Hombre culto y sensorial con un corazón simple

Ottorino Respighi nace en Bolonia, Italia, en 1879, y fallece en Roma, en el año 1936. Compositor, director de orquesta y pianista italiano. A los ocho años empezó el estudio del violín, que prosiguió, junto con el de la viola, en 1891 en el Liceo Musical “G. B. Martini” de su ciudad natal. Luego, cursó composición, y a fines de 1900 presentó sus Variazioni sinfoniche. Este mismo año marchó a Rusia, donde permaneció cinco meses y conoció a Rimski-Korsakov, con quien recibió algunas clases que marcaron decididamente su estilo orquestal. Con el correr de esa década, trabajó activamente como intérprete y comenzó a interesarse en la música italiana del pasado más remoto.
Entre 1908 y 1909 estuvo en Berlín, donde absorbió mucho del rico ambiente musical, pero poco de las charlas de Max Bruch a las cuales asistió. Después de un periodo en Bolonia se estableció permanentemente en Roma en 1913, y fue nombrado profesor de composición en el Liceo de Santa Cecilia. En 1924 fue director de esta institución y renunció dos años después para dedicarse por completo a la composición. Durante la última década de su vida continuó enseñando y dirigiendo sus obras a ambos lados del Atlántico. También acompañaba en el piano a su esposa Elsa Olivieri-Sangiacomo, quien además de cantante era compositora y fue más tarde la autora de la biografía de Respighi.

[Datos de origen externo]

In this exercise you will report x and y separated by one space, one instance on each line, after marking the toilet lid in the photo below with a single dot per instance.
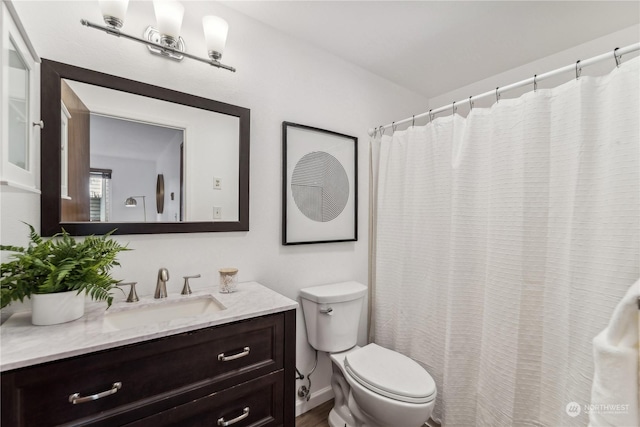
390 374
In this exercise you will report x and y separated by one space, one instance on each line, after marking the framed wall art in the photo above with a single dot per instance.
320 185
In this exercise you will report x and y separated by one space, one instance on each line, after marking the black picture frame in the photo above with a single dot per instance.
319 185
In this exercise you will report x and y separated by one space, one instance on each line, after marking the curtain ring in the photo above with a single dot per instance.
616 57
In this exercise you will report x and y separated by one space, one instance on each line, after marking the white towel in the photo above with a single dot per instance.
614 394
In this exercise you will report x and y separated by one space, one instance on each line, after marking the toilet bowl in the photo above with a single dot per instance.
373 386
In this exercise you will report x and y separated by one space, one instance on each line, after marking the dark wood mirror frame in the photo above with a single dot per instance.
51 75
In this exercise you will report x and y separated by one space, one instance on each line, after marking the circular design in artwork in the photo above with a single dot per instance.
320 186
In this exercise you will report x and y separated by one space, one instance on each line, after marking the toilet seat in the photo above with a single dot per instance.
390 374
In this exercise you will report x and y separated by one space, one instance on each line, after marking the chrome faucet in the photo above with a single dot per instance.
161 286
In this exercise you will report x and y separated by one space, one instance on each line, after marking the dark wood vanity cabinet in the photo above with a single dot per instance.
240 374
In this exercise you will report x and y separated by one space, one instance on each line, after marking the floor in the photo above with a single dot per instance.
317 417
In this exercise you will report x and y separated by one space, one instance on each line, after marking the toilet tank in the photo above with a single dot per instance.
332 315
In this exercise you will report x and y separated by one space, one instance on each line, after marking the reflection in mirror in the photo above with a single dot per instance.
137 138
110 141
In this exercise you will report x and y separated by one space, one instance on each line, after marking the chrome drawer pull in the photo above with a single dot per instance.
75 397
243 353
245 414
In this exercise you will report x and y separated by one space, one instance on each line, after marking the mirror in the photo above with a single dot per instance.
111 146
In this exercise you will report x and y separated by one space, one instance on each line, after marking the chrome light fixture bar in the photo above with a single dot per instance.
165 40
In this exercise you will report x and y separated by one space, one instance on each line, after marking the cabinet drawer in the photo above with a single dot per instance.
254 403
153 375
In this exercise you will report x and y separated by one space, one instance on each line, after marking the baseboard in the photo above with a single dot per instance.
317 398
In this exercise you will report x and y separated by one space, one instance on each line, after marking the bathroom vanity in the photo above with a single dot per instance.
233 366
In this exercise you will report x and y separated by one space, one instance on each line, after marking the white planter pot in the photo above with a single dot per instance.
61 307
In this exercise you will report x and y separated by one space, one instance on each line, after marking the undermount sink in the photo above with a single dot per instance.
162 311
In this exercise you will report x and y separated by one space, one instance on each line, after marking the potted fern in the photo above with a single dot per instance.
57 273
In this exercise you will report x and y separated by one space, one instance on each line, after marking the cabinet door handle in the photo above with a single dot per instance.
75 398
243 353
245 414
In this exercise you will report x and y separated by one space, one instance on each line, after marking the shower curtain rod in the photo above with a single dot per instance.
577 67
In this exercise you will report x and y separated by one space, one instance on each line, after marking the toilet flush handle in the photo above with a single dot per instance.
326 310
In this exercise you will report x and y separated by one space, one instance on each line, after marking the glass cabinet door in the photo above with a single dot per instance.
18 108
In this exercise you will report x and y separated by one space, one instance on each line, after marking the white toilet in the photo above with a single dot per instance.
373 386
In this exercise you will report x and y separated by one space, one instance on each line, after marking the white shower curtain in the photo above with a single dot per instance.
503 241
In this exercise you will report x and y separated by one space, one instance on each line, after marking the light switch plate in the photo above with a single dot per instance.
217 183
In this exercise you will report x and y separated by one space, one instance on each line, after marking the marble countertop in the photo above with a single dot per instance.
23 344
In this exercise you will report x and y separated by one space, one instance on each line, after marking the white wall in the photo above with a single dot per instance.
279 79
584 51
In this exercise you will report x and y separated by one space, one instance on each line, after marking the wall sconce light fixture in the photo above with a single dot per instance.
131 202
165 40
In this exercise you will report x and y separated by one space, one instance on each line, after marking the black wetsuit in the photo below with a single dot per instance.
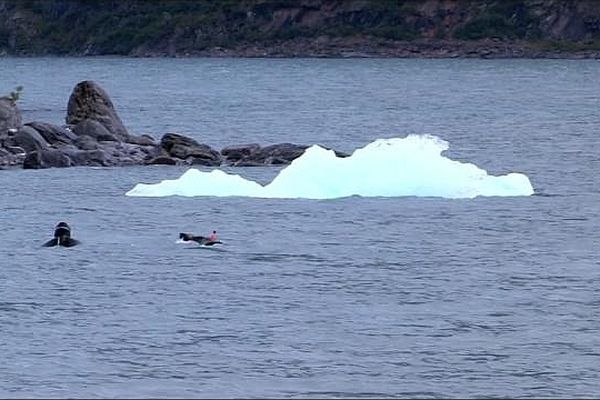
62 237
203 240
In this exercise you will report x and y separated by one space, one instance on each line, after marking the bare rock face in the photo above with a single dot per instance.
90 102
10 116
185 148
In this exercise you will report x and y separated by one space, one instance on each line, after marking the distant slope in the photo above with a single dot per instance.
429 28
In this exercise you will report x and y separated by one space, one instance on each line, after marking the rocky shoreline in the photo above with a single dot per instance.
372 47
94 135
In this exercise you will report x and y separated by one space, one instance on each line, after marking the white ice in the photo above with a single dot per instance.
410 166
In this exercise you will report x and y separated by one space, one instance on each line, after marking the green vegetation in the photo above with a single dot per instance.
502 19
129 27
15 95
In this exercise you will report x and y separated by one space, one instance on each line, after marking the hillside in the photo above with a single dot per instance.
293 28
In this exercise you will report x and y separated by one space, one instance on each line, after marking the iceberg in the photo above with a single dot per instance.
394 167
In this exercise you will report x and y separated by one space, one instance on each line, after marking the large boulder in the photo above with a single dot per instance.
90 102
10 116
282 153
88 158
188 149
46 159
239 152
94 129
29 139
54 135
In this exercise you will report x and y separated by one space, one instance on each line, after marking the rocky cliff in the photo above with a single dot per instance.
397 28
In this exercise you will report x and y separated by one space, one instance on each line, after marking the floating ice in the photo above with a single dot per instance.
410 166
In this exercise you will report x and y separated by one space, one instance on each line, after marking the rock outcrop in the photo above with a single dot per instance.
95 136
91 112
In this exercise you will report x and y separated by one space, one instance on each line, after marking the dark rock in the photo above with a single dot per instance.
96 157
95 130
239 152
85 142
15 150
89 101
183 147
211 162
46 159
162 160
54 135
10 116
169 140
282 153
29 139
144 140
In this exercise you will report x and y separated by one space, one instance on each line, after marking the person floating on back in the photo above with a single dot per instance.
62 237
201 240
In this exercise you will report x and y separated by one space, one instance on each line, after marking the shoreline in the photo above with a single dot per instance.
362 47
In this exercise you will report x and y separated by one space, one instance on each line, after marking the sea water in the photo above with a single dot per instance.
358 296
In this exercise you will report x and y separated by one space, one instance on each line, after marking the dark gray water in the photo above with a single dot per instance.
375 297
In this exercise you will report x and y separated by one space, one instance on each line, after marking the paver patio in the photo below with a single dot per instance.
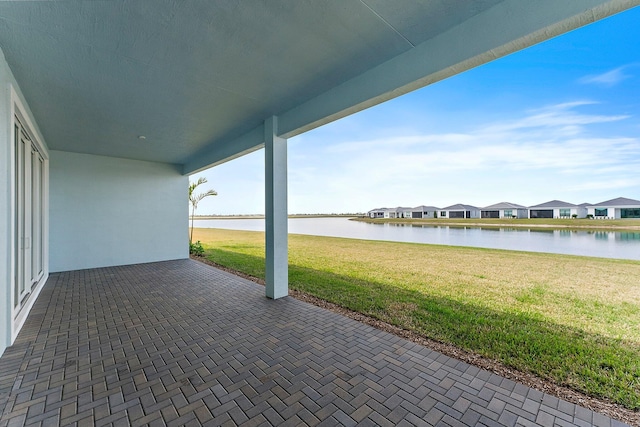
182 343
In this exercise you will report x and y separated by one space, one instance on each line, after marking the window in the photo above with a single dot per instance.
601 212
542 213
630 213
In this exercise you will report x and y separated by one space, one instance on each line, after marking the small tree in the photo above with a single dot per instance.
194 199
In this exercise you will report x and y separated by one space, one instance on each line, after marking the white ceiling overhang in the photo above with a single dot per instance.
198 78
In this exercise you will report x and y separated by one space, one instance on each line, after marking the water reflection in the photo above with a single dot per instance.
605 244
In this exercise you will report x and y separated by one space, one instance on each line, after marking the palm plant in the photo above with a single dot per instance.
194 199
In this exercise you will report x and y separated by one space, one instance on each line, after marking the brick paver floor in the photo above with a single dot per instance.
182 343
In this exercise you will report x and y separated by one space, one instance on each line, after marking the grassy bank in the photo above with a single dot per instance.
573 320
578 223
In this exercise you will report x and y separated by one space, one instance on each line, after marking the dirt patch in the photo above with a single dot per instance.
598 405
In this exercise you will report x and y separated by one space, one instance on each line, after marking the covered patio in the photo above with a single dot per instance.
182 343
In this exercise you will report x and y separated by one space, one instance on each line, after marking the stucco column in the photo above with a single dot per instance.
277 263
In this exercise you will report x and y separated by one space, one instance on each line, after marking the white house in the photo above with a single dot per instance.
459 211
376 213
504 210
107 107
424 212
557 209
620 208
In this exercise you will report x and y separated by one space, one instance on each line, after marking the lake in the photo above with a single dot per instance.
604 244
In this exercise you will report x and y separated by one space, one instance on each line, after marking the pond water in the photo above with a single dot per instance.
604 244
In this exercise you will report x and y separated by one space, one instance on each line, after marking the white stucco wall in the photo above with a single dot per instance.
107 211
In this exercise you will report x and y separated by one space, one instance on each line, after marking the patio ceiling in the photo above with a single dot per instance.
198 78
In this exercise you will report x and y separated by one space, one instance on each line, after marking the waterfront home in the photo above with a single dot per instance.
619 208
504 210
557 209
403 212
376 213
424 212
459 211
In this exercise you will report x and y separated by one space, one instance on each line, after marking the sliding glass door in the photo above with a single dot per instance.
29 216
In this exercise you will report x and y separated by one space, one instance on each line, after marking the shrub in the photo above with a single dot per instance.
196 248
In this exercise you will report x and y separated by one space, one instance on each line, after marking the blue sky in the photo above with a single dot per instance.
560 120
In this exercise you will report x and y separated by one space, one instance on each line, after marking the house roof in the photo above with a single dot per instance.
423 208
554 204
505 205
620 201
199 78
459 206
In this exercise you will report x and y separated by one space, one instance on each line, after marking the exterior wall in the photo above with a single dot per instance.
106 211
10 95
519 213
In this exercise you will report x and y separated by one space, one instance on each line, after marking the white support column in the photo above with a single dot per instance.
277 262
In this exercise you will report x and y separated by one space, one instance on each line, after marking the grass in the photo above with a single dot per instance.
572 320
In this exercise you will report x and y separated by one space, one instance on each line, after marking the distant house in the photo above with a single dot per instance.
504 210
459 211
557 209
402 212
376 213
620 208
424 212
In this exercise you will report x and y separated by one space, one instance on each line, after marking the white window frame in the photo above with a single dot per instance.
19 314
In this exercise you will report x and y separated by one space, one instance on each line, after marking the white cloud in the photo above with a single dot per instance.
555 152
608 79
546 154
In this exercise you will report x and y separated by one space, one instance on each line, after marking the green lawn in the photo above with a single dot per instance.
573 320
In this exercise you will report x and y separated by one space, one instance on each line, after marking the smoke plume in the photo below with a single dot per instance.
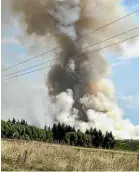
79 85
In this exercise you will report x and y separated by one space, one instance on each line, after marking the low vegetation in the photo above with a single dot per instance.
41 156
61 147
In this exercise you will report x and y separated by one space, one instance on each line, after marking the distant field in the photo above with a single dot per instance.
31 155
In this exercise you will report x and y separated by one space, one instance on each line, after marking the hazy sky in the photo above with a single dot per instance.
26 96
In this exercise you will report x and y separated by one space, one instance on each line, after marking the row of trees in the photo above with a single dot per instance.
58 133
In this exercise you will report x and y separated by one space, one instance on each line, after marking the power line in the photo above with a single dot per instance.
76 39
80 50
86 54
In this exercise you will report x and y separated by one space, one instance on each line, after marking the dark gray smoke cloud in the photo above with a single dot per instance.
83 94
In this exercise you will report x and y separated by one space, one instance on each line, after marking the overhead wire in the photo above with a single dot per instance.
75 39
86 54
80 50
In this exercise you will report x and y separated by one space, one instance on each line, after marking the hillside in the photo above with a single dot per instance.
32 155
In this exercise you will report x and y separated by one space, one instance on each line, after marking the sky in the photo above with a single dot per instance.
26 96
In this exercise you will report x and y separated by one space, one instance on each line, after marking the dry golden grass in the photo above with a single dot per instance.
25 155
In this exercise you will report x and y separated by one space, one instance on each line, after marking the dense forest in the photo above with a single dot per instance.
58 133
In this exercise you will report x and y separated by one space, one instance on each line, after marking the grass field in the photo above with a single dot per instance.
31 155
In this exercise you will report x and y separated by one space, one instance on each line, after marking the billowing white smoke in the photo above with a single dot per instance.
109 119
73 18
100 107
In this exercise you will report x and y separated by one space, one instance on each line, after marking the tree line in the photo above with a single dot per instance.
58 133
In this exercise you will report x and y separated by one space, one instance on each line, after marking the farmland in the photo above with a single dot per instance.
32 155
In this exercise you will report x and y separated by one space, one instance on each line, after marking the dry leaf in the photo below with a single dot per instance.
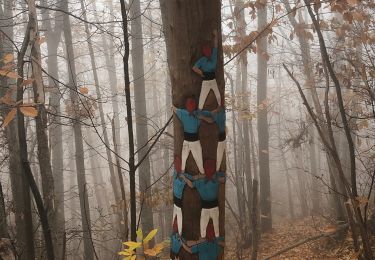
29 111
84 90
9 117
8 58
352 2
9 74
41 39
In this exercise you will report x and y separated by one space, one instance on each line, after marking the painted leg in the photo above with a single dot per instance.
196 150
177 212
205 218
185 154
220 153
214 214
216 92
205 89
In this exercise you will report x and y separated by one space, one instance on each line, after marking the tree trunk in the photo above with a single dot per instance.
21 200
41 121
184 34
3 217
53 36
337 201
79 151
263 135
144 174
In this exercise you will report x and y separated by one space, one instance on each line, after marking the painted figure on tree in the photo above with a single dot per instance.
191 119
208 189
209 248
206 67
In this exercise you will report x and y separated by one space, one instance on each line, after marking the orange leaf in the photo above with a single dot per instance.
8 58
41 39
27 82
6 99
9 117
352 2
9 74
84 90
29 111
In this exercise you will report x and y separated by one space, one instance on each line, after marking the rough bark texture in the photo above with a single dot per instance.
22 201
77 129
263 135
185 34
53 37
144 174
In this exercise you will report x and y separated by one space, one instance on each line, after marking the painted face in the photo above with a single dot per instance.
209 168
210 231
206 51
191 105
175 226
177 164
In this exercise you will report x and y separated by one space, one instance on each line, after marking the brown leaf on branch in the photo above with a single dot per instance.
29 111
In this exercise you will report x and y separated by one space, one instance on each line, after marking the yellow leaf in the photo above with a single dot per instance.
352 2
27 82
29 111
41 39
6 99
8 58
124 253
150 235
151 252
132 245
9 117
84 90
9 74
139 234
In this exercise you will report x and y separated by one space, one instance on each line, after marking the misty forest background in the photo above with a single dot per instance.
86 137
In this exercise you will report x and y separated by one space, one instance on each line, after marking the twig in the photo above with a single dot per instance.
306 240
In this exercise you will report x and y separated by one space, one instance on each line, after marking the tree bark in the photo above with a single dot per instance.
21 200
263 135
53 37
144 174
184 34
77 129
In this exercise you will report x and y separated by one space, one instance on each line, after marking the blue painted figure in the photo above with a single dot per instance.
206 67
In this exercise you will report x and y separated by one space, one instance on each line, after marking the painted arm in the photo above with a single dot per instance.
188 249
214 33
188 182
205 118
198 71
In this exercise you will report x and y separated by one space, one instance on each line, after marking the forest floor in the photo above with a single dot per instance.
288 233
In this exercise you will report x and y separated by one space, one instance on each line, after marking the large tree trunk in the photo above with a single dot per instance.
183 22
263 135
77 129
41 121
19 186
53 36
241 27
141 112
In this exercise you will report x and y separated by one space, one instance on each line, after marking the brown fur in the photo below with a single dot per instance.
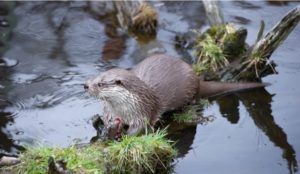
158 84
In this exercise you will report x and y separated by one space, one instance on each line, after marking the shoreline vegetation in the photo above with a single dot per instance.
221 54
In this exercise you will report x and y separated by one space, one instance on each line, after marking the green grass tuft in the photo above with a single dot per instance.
143 154
184 117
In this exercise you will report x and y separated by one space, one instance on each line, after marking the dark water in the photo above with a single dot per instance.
59 45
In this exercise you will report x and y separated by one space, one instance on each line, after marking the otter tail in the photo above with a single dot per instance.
211 89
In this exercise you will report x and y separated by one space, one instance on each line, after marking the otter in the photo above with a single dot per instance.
160 83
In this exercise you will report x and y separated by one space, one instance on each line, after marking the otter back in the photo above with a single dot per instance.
172 79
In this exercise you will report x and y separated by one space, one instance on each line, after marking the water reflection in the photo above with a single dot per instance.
258 104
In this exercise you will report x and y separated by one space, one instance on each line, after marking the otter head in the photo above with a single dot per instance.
125 96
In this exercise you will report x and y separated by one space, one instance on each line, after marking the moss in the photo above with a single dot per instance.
144 154
218 46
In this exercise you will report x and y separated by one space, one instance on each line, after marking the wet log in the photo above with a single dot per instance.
255 63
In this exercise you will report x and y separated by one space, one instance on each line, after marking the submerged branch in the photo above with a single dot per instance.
213 12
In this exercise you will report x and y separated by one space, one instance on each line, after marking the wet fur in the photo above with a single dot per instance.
158 84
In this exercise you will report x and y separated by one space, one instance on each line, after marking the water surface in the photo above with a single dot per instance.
59 45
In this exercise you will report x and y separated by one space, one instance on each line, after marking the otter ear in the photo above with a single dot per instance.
118 82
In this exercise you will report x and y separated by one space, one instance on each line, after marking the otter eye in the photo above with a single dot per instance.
118 82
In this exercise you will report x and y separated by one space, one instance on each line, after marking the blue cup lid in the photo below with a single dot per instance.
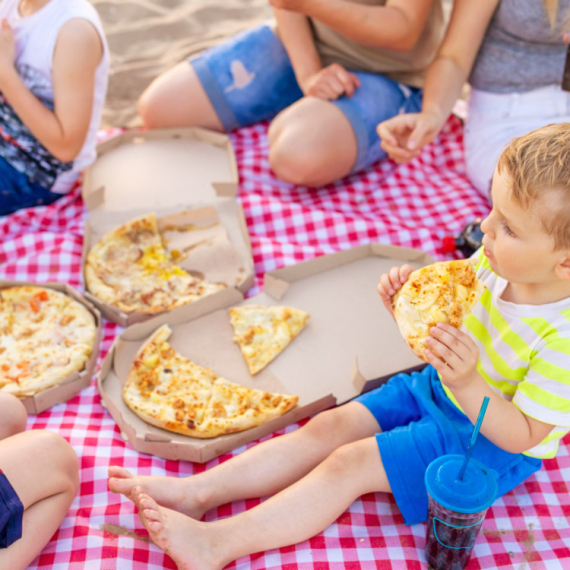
474 493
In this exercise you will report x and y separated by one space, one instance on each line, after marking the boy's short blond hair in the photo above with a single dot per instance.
538 164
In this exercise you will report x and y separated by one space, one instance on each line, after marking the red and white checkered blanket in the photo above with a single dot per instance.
413 205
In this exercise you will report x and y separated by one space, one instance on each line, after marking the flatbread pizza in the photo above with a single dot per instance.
170 391
444 292
45 336
263 333
131 269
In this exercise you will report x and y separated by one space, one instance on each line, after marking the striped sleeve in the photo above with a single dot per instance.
544 394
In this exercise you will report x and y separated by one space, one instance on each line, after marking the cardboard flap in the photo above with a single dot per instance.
152 168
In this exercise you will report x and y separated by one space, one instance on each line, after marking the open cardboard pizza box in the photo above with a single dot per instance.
188 178
350 345
75 382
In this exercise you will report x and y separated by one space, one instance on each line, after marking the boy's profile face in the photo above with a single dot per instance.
515 241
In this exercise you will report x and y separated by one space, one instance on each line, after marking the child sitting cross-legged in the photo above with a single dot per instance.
514 348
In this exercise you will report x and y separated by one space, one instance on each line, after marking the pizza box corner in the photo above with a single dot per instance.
350 345
74 383
188 178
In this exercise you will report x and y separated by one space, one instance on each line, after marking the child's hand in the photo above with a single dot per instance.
7 47
391 282
330 83
453 354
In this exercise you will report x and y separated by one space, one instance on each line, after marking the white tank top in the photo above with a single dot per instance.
36 36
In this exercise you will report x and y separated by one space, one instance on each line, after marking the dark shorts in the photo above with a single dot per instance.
17 192
250 79
11 513
420 423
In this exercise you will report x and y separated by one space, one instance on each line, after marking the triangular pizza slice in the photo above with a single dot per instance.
262 333
170 391
444 292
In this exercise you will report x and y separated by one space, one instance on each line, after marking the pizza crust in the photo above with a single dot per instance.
130 269
263 333
169 391
444 292
45 336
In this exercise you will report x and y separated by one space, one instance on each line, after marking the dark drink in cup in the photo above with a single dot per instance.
457 508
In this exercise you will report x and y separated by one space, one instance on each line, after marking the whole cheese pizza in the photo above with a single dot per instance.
131 269
444 292
170 391
45 336
262 333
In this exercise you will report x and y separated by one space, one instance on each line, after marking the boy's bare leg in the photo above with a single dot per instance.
312 143
13 415
262 470
177 99
298 512
42 467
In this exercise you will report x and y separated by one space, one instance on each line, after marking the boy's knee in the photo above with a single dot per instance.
13 415
295 164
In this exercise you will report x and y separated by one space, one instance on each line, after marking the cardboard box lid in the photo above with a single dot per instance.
149 170
350 345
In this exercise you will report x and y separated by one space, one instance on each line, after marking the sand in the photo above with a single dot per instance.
147 37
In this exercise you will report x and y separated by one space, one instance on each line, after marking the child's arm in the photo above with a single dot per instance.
314 80
397 25
504 424
77 54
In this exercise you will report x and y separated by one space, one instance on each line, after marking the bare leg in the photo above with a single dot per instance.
13 415
311 143
42 468
177 99
260 471
295 514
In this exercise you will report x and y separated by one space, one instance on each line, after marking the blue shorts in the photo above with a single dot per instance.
17 192
11 513
250 79
420 423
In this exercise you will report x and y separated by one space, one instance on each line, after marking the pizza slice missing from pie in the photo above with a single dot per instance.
170 391
444 292
262 333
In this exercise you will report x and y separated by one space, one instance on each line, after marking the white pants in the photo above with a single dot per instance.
493 119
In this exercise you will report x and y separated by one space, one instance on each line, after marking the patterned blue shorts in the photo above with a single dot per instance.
250 79
11 513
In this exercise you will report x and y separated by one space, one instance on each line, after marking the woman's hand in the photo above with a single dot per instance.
403 136
454 355
330 83
390 283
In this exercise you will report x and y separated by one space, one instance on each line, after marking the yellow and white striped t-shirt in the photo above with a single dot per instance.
524 355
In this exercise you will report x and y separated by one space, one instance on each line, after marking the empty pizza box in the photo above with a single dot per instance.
75 382
188 178
350 345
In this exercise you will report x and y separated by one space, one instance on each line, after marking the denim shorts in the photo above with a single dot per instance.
419 424
17 192
250 79
11 513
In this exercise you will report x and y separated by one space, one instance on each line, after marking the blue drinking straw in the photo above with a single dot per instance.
474 436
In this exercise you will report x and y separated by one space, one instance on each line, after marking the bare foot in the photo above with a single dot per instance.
181 537
171 492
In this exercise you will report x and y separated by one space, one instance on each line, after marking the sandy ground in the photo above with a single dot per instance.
147 37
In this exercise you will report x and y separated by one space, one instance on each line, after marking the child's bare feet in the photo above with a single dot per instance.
181 537
171 492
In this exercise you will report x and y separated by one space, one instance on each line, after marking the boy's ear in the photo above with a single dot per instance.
562 268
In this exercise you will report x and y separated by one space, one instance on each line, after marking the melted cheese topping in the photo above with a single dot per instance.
167 390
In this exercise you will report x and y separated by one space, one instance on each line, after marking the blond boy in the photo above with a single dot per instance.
514 348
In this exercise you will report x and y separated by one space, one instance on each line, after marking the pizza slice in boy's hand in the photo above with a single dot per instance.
170 391
444 292
262 333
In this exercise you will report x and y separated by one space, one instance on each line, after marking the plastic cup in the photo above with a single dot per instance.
457 508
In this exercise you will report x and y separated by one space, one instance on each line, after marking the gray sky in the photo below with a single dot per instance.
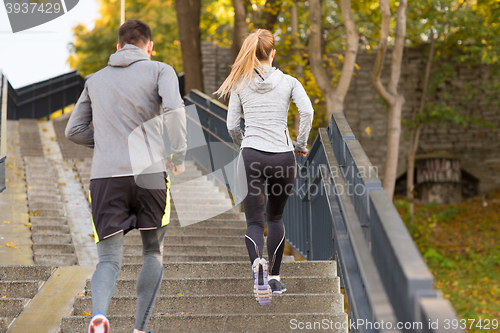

Si bien no fue el principal compositor italiano de su generación, Respighi fue el más exitoso internacionalmente. Las innegables limitaciones de su arte se asocian a su personalidad. Él era un hombre de considerable cultura, pero de un corazón simple y casi infantil. Siempre fue muy receptivo a las impresiones visuales y, por ello, su obra tiende a ser más sensorial en carácter. La mayoría de sus obras tempranas demostraron pocos signos de su real naturaleza. Antes de 1910, estaba absorbiendo las influencias de varios compositores, desde Martucci y Sgambati hasta R. Strauss. Pero solamente unas canciones de aquellos años, como NebbieNevicata y Stornellatrice, ya tienen la frescura e inevitables elementos personales. Su madurez aparece en una canción más extensa, Aretusa, mientras que en el terreno orquestal recién lo hace con la gran Sinfonía Dramática que aparece como un tributo a R. Strauss.
En 1916 completó su primer y mayor hito, Fuentes de Roma, en donde las influencias de R. Strauss y M. Ravel aparecen completamente asimiladas. Aquí, Respighi revela un total manejo de su talento y el perfecto conocimiento de sus limitaciones. Las posteriores obras siguieron un esquema parecido, aunque hay aspectos notables en Pinos de RomaTríptico Botticelliano Impresiones Brasileñas y Fiestas Romanas. En esas y otras partituras, Respighi buscó siempre nuevas posibilidades, pero dentro de la misma estética. En los años venideros surgió un creciente interés por elementos arcaicos, lo que se aprecia en el empleo de motivos gregorianos en Vitrales de Iglesia o en los arreglos de música antigua en las suites Antiguas Arias y Danzas. Tampoco deben olvidarse aquellas obras más sobrias y abstractas de esos años, que también revelan tales tendencias arcaicas, como el Concierto Gregoriano o el Concierto en Modo Misolidio. Quizás, el mejor ejemplo del empleo de material antiguo sea el oratorio Lauda per la Nativitá del Signore. Al final de su carrera, Respighi se fue interesando en la ópera y produjo obras mejor estructuradas en los planos pictórico o idílico que en lo dramático o apasionado. Notable es, sin embargo, la obra infantil La Bella Dormente nel Bosco, concebida originalmente para marionetas y, más tarde, adaptada para mimos infantiles acompañados por cantantes fuera del escenario.